One-off list building is fine, but the real ROI comes from setting up a recurring workflow. Here's a simple cadence we recommend:

  1. Weekly pull: Run an Origami query each Monday for "EU B2B SaaS, Series B, CS leadership hires in last 7 days."
  2. Enrich and score: Export the list, or keep it in Origami. Tag leads by signal strength: new VP-level hire (hot), multiple CSM roles posted (warm), single CSM backfill (cool).
  3. Outreach within 48 hours: Our customer data shows reply rates drop by 40% if you wait more than two days after a job is posted. Strike while the intent is fresh.
  4. Track in your CRM: Origami doesn't replace a CRM, but you can export enriched contacts directly to HubSpot, Salesforce, or Pipedrive to integrate with your existing pipeline.

This process turns hiring signals from a manual, sporadic activity into a systematic pipeline motion that delivers 10–20 high-intent accounts each week.

Make CS hiring signals your pipeline engine

In 2026, every sales team uses the same static firmographics. Competitors already sort by headcount and funding round. The edge comes from acting on real-time behaviour — and a company posting a senior CS role is a behaviour that screams "I have budget and I'm building." The only question is whether you're the first person in their inbox with a relevant solution, or the fifth.

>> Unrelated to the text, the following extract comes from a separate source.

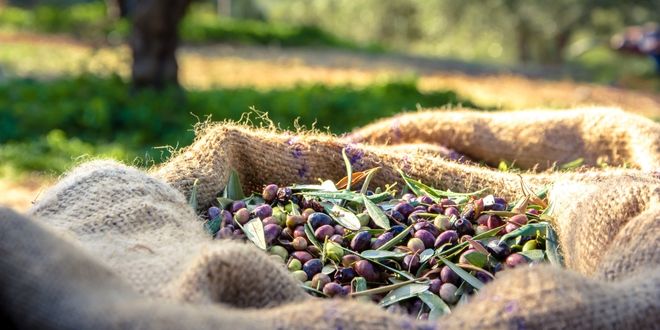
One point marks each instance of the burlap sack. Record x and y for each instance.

Start with a concrete test: pick three target countries, run a query for CS leadership hires at Series B SaaS companies, and load those contacts into a light-touch email sequence. Track the reply and meeting rates against your standard outbound. If the signal is as predictive as we've seen, you'll have a repeatable, high-intent pipeline channel that no one else on your competitive landscape is systematically working.